We recently discussed how large-cap value ETFs were gaining traction with advisors, but what they owned was not the same. This is just as notable with small-caps. During a webcast in mid-May with American Century, VettaFi asked advisors, “What is the overlap between the CRSP US Small Cap Value Index & the S&P 600 Small Cap Value Index?” The CRSP index is tracked by the (VBR ), while the (IJS ) seeks to replicate the S&P style benchmark. While the two ETFs sound the same, there’s shockingly just a 15% overlap in the two ETFs. Just under one in four advisor respondents answered correctly when given four choices, with nearly half selecting a 37% overlap.
What’s Inside Popular Small-Cap Value ETFs?
VBR is a $23 billion ETF that has nearly 850 holdings with a median $5.4 billion market capitalization. These include top-10 stakes in Atmos Energy, Builders FirstSource, Bunge, IDEX, and Reliance Steel & Aluminum. Likely aided by its low 0.07% expense ratio, the popular Vanguard ETF gathered approximately $200 million in assets despite losing 1.0% in value year-to-date as of May 19.

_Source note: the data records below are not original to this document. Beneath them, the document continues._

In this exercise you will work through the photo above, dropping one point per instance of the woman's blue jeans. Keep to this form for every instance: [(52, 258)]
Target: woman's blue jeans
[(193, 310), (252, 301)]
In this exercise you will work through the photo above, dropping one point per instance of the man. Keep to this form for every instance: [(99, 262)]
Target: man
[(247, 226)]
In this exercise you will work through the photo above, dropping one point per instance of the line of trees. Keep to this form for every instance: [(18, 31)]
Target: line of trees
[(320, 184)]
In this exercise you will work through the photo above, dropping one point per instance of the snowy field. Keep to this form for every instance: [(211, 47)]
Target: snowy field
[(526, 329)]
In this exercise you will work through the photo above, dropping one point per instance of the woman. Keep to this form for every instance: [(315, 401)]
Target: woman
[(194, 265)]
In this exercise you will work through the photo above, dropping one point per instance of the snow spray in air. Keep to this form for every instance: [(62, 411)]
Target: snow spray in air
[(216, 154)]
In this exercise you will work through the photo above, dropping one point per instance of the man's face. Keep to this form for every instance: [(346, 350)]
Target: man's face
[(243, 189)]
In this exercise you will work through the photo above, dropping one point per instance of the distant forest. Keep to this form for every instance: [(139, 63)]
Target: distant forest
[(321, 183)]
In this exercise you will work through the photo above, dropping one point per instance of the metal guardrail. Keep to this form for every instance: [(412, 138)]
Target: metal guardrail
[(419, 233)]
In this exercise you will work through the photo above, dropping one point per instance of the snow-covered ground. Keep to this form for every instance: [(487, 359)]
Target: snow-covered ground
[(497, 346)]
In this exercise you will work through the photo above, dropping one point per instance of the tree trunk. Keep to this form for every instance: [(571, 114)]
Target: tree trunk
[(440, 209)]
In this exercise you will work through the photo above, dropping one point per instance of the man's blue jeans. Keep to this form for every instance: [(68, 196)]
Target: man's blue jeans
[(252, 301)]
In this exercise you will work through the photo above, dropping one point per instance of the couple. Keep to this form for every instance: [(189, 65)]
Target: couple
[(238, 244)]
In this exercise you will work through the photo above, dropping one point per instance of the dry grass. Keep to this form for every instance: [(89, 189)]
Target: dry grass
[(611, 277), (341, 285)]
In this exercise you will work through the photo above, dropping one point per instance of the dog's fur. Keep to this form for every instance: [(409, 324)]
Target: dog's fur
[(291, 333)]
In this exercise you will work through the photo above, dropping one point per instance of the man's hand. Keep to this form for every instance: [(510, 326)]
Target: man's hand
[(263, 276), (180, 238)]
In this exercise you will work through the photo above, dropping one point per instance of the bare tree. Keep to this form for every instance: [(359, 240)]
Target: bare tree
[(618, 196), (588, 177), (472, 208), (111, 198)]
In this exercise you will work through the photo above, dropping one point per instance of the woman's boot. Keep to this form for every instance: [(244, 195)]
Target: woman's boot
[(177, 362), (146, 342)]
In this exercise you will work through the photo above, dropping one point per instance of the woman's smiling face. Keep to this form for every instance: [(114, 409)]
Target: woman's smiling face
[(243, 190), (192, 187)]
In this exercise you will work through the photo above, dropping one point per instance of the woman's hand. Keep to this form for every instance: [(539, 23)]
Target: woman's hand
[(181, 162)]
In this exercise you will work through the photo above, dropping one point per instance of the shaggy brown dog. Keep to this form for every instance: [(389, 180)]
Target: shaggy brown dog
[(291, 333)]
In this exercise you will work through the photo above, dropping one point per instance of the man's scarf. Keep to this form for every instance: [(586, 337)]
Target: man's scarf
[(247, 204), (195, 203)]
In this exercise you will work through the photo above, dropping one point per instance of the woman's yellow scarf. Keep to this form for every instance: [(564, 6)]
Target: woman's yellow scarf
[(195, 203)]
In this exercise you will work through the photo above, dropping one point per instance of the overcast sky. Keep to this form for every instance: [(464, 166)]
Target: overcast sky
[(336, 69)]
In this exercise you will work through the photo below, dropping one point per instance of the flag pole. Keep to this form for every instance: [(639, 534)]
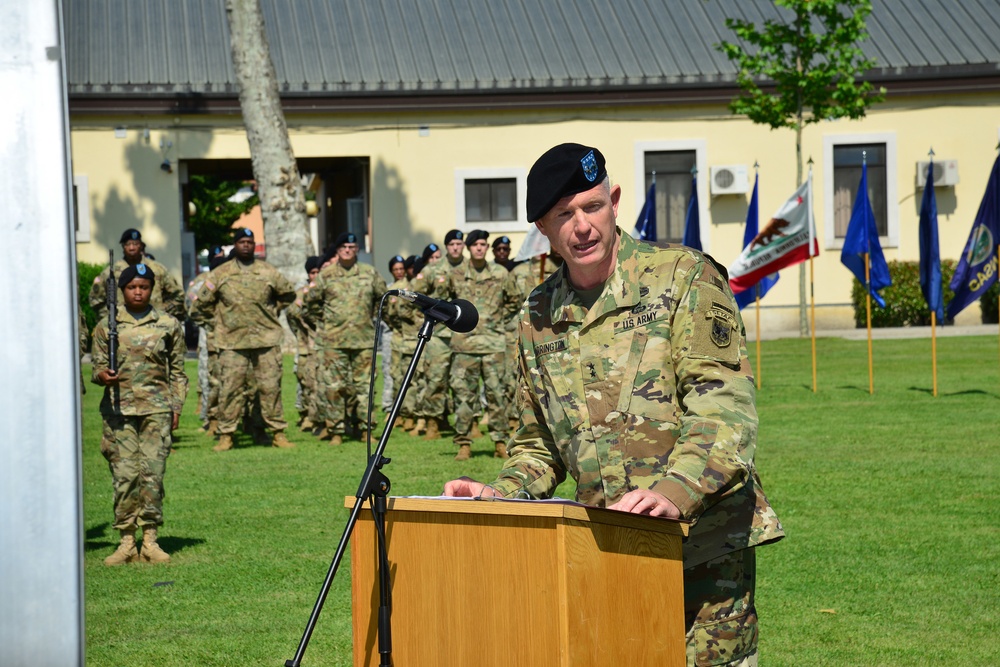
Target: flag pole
[(868, 305), (812, 290)]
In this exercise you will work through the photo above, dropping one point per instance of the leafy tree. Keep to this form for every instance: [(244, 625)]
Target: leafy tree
[(801, 70), (214, 214)]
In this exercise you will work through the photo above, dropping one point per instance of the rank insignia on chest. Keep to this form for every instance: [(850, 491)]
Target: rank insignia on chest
[(723, 324)]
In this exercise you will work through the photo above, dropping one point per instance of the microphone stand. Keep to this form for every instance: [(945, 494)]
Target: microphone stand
[(375, 488)]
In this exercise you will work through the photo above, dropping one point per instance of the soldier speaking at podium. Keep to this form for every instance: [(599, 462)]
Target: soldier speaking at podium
[(635, 381)]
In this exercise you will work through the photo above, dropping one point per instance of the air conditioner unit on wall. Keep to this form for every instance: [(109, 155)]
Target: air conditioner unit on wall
[(945, 173), (729, 180)]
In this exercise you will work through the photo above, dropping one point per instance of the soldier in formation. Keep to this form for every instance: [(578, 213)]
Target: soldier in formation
[(141, 406)]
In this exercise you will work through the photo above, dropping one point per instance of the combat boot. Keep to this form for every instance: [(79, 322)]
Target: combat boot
[(433, 430), (125, 553), (225, 443), (151, 551)]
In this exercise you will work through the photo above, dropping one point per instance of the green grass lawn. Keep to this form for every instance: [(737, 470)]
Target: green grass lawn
[(890, 503)]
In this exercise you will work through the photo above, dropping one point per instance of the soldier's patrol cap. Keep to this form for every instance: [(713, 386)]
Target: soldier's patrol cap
[(566, 169), (476, 235), (130, 235), (430, 250), (134, 271), (345, 238)]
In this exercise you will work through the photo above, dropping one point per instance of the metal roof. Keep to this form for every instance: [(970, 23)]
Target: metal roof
[(446, 47)]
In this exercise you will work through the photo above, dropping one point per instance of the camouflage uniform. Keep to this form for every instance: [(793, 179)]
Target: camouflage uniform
[(242, 303), (304, 329), (167, 296), (524, 282), (343, 303), (479, 353), (405, 320), (137, 411), (651, 389), (204, 386), (435, 362)]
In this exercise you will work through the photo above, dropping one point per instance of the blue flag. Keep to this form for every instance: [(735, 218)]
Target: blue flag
[(977, 269), (861, 238), (692, 225), (930, 255), (748, 296), (645, 226)]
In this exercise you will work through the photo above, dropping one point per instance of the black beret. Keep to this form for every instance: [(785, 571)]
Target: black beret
[(345, 237), (566, 169), (134, 271), (430, 250), (130, 235), (476, 235)]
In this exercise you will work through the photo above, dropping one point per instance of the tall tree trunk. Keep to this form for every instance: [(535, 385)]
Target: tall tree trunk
[(279, 185)]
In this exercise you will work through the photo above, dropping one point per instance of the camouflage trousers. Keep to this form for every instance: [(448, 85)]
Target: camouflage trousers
[(203, 388), (236, 365), (305, 371), (466, 371), (431, 385), (400, 364), (719, 611), (343, 385), (136, 448)]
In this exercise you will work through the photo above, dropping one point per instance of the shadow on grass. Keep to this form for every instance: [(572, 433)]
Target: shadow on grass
[(965, 392)]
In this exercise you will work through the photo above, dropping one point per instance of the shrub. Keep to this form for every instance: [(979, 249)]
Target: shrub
[(85, 274), (988, 302), (904, 301)]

Meanwhile, IJS has $6.5 billion in assets spread across 455 positions that have a median market cap of $1.3 billion. None of VBR’s top-10 positions can be found in IJS. However, the iShares ETF has top-10 positions in companies such as Group 1 Automotive, Insight Enterprises, Meritage Homes, and Signet Jewelers. IJS has a 0.25% net expense ratio, higher than VBR’s, and yet it has been the stronger performer of the pair in 2023. IJS was down only 0.2% thus far at time of writing. In 2023, IJS has incurred approximately $100 million in net outflows.
From a sector perspective, IJS was more exposed to consumer discretionary stocks (19% vs. 15% for VBR) and information technology (8.8% vs. 5.7%). In contrast, IJS had a lower stake in financials (17% vs. 20%) and industrials (17% vs. 23%).
Small-Cap Value ETFs Perform Differently
The approximately 80 basis point gap between the two ETFs thus far in 2023 is nothing new. In 2022, VBR was the stronger performer, declining 9.3%, or less than 200 basis points more than VBR. However, in 2021, IJS rose 31%, approximately 250 basis points more than VBR. Going further back in time, these two ETFs demonstrate relative success.
While it is not always clear which small-cap value ETF will outperform each year, the gap between the funds has consistently been much wider than the 18 basis point expense ratio differential. With ETFs, it remains important for advisors to go beyond expense ratios and look inside.